Het hele seizoen heb ik niets gezegd. Verlegen als ik was, schuchter en onzeker, heb ik gedanst en gedroomd maar verder niets ondernomen. David was er altijd wel maar als een soort onwerkelijk ver sprookje. Dicht bij maar ontoegankelijk. Op de laatste les van het jaar moesten we af-dansen. Een soort examen voor de lessen. Deed je het goed, dan kreeg je een bronzen speldje en mocht je het jaar erna door voor zilver. Ik danste die avond als altijd met David.

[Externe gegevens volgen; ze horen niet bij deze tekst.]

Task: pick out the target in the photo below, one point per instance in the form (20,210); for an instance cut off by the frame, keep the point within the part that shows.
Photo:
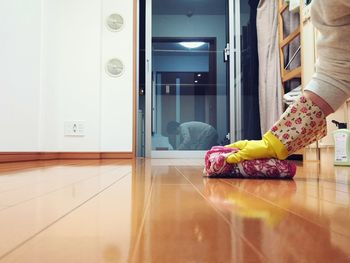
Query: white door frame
(234,82)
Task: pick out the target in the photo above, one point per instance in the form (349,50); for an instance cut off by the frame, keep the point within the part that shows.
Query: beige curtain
(270,85)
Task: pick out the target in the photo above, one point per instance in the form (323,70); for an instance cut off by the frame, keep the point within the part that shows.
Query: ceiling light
(192,44)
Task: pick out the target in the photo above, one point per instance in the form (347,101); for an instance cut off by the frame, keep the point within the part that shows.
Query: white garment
(332,78)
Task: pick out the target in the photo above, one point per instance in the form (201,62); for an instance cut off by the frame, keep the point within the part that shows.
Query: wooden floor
(165,211)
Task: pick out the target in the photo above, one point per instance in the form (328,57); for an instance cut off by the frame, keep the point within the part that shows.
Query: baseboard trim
(6,157)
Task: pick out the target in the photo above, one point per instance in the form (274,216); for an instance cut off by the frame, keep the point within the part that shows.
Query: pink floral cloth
(216,166)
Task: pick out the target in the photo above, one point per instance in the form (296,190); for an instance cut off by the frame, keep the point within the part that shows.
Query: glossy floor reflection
(165,211)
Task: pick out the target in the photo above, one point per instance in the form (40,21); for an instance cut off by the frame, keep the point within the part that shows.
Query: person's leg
(304,122)
(208,140)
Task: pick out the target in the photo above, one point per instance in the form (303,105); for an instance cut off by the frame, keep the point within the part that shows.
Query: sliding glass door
(193,89)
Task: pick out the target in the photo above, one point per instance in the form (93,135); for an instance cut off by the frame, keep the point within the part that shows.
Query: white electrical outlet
(74,128)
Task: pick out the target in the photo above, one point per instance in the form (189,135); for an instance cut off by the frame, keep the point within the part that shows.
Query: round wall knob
(114,67)
(115,22)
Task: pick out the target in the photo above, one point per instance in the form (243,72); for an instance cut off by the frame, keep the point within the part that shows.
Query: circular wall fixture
(114,67)
(115,22)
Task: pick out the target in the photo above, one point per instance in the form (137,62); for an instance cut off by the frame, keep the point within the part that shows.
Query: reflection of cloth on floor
(216,165)
(161,142)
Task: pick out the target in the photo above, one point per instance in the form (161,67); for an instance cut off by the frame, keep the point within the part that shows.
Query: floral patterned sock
(300,125)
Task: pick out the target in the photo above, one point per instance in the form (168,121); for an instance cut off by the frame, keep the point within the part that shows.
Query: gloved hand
(300,125)
(268,147)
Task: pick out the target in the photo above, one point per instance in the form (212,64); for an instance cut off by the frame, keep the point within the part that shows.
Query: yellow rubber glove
(269,147)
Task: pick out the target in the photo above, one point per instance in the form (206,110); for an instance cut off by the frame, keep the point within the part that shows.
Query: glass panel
(249,74)
(190,90)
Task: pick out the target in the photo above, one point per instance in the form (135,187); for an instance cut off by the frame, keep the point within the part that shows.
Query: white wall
(61,48)
(19,74)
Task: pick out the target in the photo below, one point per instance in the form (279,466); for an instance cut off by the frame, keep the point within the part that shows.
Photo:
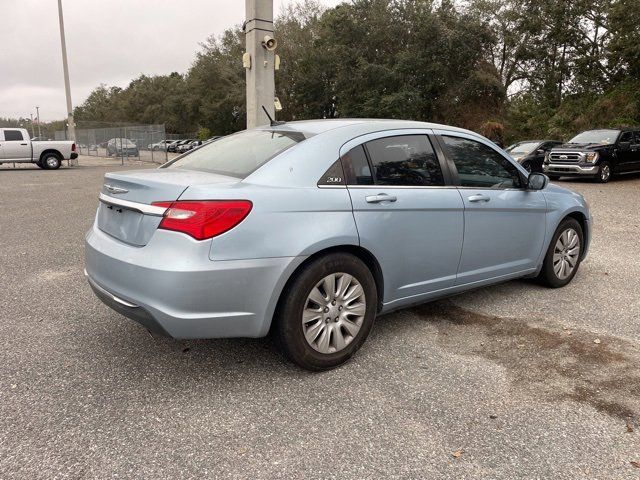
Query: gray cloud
(108,41)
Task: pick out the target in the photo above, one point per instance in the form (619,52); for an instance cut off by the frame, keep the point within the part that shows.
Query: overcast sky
(108,41)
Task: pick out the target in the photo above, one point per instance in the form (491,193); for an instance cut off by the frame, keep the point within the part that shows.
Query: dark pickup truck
(595,153)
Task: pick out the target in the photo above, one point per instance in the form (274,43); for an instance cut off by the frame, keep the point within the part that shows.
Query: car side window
(480,166)
(13,136)
(356,167)
(626,137)
(407,160)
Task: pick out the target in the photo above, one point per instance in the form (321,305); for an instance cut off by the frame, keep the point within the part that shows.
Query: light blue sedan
(310,229)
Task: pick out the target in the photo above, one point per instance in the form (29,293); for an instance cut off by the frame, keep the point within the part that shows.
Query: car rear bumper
(568,170)
(172,288)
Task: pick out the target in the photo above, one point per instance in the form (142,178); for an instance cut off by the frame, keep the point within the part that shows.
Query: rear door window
(479,165)
(238,155)
(407,160)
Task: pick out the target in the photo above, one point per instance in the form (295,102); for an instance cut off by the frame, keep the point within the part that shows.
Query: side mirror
(537,181)
(624,146)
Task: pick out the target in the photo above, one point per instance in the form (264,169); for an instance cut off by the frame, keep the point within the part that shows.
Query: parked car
(16,147)
(310,229)
(122,147)
(598,154)
(530,153)
(161,145)
(173,147)
(185,147)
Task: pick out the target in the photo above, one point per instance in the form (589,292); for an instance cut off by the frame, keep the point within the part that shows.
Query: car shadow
(614,179)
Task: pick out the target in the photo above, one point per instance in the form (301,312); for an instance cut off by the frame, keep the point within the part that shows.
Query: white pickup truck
(16,147)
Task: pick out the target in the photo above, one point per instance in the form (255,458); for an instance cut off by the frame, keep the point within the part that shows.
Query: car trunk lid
(125,210)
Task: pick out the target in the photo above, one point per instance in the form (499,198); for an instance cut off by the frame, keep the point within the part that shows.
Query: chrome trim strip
(109,294)
(389,187)
(138,207)
(564,168)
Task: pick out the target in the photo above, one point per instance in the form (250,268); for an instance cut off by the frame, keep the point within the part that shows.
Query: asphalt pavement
(507,382)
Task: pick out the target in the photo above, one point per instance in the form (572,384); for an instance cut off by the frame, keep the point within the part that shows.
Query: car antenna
(273,122)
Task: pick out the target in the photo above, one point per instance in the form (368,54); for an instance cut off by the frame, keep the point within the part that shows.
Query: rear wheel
(604,172)
(564,254)
(51,161)
(326,312)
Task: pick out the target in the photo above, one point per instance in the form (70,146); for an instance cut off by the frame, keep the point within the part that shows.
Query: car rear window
(240,154)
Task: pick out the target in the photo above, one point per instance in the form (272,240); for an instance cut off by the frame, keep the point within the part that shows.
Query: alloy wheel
(566,253)
(333,313)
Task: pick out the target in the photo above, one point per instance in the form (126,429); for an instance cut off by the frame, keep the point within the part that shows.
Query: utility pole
(32,132)
(38,115)
(259,61)
(67,88)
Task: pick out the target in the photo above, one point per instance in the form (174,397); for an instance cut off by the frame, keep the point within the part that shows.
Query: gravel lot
(512,381)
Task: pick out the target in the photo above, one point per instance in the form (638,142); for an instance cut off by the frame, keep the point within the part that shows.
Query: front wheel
(604,172)
(564,254)
(51,161)
(326,312)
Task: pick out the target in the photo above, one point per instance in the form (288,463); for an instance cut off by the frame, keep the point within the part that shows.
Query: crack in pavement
(546,359)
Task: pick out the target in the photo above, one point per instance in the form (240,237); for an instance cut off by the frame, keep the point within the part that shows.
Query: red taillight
(203,219)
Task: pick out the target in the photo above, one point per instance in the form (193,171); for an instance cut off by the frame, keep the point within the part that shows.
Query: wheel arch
(582,220)
(356,250)
(51,150)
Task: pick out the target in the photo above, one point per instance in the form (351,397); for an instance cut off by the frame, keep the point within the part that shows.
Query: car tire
(318,329)
(562,261)
(604,172)
(50,161)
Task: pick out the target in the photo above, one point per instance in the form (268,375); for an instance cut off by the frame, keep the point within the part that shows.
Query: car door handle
(381,197)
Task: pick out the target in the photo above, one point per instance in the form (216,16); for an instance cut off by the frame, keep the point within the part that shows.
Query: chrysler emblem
(114,190)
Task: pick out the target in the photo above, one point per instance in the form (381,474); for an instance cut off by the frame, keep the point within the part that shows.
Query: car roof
(315,127)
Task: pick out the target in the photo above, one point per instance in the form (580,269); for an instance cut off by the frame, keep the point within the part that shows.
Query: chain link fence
(145,143)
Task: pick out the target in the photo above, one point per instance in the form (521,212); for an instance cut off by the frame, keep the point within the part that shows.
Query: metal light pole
(67,88)
(259,61)
(38,115)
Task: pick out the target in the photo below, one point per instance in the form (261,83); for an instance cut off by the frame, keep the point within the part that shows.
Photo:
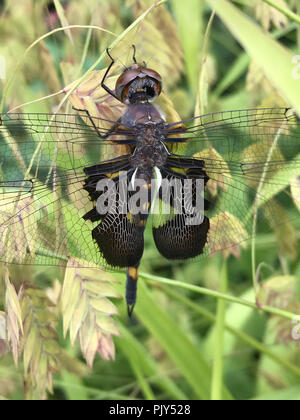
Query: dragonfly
(55,169)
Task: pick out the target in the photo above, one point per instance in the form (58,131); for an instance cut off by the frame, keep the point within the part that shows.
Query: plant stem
(264,308)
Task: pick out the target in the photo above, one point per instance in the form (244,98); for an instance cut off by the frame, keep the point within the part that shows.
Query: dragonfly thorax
(150,150)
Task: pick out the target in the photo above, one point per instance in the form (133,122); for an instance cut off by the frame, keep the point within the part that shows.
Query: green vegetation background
(184,342)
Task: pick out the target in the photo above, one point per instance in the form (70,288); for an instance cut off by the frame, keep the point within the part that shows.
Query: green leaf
(275,60)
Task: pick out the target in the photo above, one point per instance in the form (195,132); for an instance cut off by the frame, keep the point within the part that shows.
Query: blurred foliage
(167,351)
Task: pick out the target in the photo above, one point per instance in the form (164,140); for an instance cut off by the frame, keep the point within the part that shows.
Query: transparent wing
(42,200)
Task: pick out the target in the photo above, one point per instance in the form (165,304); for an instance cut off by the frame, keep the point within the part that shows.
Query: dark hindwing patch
(120,241)
(118,236)
(178,237)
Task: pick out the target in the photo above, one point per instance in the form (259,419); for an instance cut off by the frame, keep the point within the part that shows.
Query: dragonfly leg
(108,133)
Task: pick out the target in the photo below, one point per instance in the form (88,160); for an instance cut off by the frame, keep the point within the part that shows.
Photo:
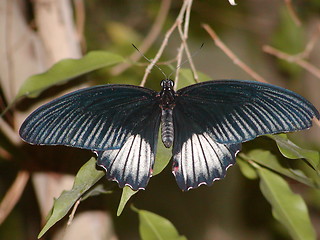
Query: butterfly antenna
(187,60)
(150,61)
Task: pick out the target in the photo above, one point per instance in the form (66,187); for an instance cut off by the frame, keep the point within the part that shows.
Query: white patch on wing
(131,165)
(201,160)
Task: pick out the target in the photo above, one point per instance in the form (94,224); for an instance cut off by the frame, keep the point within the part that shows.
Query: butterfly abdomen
(167,127)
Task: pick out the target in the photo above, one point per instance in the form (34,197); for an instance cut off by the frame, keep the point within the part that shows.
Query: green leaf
(187,77)
(84,180)
(292,151)
(297,170)
(127,193)
(287,207)
(65,70)
(247,169)
(155,227)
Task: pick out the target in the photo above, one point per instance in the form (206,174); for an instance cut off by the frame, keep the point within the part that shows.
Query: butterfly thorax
(167,103)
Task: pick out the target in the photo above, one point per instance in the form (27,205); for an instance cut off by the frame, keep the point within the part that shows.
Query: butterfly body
(167,104)
(205,124)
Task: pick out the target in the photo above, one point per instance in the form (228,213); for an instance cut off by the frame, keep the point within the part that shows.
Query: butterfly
(204,123)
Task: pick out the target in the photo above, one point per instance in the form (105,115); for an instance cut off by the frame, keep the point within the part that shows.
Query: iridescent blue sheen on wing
(197,158)
(119,122)
(95,118)
(234,111)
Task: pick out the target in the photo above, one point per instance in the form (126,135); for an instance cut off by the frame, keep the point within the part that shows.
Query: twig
(231,55)
(164,43)
(73,212)
(80,21)
(149,39)
(310,45)
(292,12)
(184,46)
(13,194)
(293,59)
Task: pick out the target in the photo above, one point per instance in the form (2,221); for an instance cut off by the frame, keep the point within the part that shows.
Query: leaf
(188,79)
(292,151)
(127,193)
(84,180)
(155,227)
(247,170)
(283,166)
(287,207)
(65,70)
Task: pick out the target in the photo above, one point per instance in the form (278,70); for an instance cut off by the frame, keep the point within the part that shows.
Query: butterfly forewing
(95,118)
(120,123)
(234,111)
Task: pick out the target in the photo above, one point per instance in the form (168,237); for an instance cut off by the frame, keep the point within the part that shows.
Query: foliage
(284,171)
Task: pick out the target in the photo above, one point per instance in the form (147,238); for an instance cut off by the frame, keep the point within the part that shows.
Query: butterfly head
(167,84)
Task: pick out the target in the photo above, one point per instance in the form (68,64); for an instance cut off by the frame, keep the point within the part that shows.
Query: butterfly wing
(119,122)
(197,158)
(132,164)
(234,111)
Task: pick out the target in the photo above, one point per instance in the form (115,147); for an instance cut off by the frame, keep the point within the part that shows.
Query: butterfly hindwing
(197,158)
(132,164)
(119,122)
(234,111)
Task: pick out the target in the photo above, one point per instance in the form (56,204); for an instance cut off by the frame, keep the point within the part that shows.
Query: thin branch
(293,59)
(231,55)
(80,21)
(148,40)
(310,45)
(13,195)
(73,212)
(164,43)
(184,46)
(292,12)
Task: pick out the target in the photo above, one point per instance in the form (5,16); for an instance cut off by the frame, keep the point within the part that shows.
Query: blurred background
(36,34)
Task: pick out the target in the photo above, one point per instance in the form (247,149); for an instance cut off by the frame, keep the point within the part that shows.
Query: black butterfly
(205,122)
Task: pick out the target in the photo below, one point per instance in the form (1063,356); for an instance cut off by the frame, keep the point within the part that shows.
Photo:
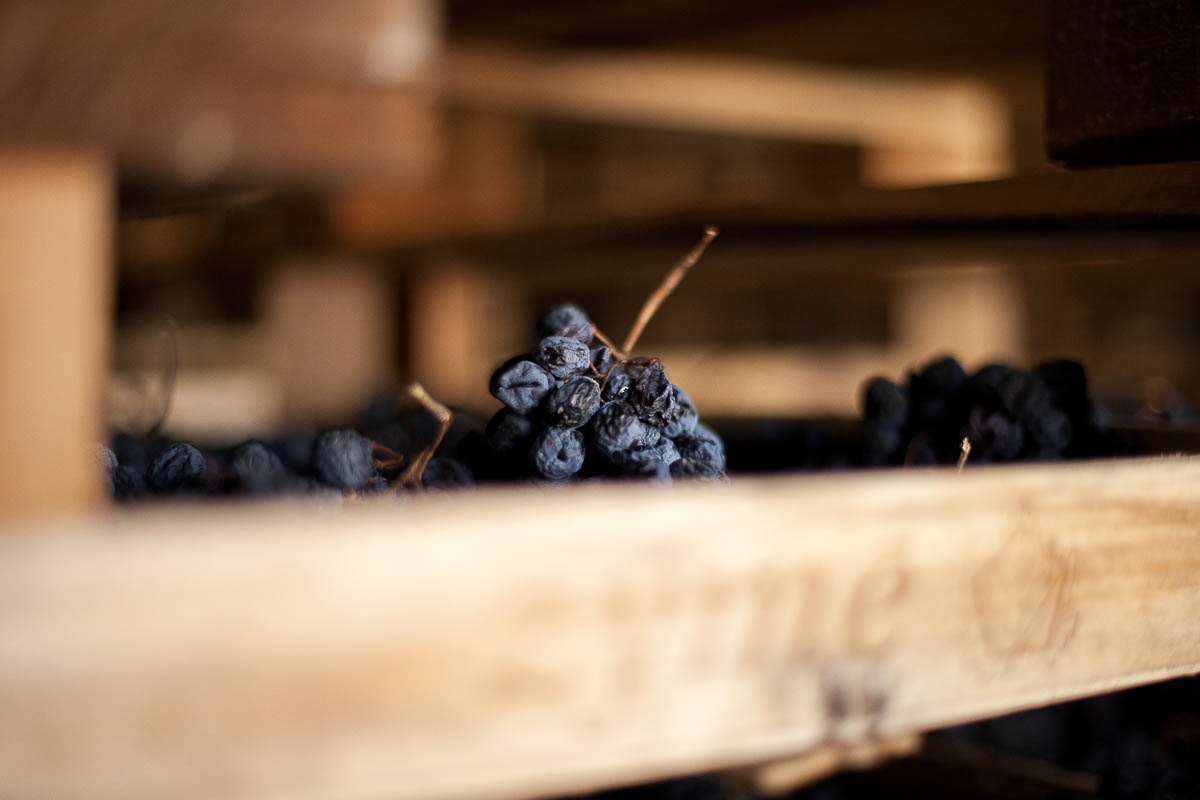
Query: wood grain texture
(959,126)
(55,276)
(221,92)
(515,643)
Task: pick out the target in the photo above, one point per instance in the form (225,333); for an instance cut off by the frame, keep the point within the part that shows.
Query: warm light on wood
(519,643)
(55,283)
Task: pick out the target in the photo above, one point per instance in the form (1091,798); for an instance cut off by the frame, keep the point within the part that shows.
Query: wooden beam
(226,91)
(958,121)
(515,643)
(57,224)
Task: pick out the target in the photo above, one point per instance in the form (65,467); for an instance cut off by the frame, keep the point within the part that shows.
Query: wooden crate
(515,643)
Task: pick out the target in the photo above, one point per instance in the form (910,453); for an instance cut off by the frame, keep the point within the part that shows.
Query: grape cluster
(330,463)
(574,408)
(1007,415)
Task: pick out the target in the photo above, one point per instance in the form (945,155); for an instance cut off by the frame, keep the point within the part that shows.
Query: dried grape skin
(574,403)
(521,385)
(179,467)
(343,458)
(558,453)
(563,356)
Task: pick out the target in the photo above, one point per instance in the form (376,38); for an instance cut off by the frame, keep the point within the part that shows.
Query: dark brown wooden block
(1123,82)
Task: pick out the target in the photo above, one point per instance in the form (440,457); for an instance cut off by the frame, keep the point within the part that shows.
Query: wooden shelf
(516,643)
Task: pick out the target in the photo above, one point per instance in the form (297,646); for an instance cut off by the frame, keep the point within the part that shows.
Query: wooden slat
(203,94)
(514,643)
(55,277)
(959,126)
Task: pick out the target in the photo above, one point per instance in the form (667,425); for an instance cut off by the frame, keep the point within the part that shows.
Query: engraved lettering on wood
(876,601)
(783,624)
(1023,595)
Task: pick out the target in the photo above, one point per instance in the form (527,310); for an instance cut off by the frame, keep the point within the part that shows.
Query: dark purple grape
(617,386)
(178,468)
(653,397)
(883,402)
(558,453)
(521,385)
(567,320)
(343,458)
(562,356)
(616,427)
(573,403)
(127,483)
(509,433)
(253,469)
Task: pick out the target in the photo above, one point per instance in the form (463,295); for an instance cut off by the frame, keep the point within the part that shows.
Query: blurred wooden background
(441,172)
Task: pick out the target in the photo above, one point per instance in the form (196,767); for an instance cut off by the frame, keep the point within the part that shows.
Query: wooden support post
(329,331)
(55,264)
(462,323)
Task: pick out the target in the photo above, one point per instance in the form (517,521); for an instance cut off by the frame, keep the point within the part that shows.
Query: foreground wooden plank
(517,643)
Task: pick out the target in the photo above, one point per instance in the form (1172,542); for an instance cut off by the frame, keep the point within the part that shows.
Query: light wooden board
(226,91)
(515,643)
(55,278)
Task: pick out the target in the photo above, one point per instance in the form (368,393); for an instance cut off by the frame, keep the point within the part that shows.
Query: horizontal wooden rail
(516,643)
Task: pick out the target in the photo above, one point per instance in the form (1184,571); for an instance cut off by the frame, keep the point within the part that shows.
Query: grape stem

Vlekkenloos en probleemloos danste we de wals, de tango en de chachacha. Mijn voeten deden wat ze moesten maar mijn hoofd was er niet bij. Want hoe dichtbij hij ook was, het naderend afscheid voelde ik als zware lucht tussen ons in hangen. Het dansen was voorbij, het brons gehaald. De muziek stopte en de jassen kwamen tevoorschijn.  In het afscheid bleef ik steken. Zoveel was er wat ik wilde zeggen maar het kwam er gewoon  niet uit. “Nou dag….” Veel verder kwam ik niet. Hij liep weg en ik keek hem na.......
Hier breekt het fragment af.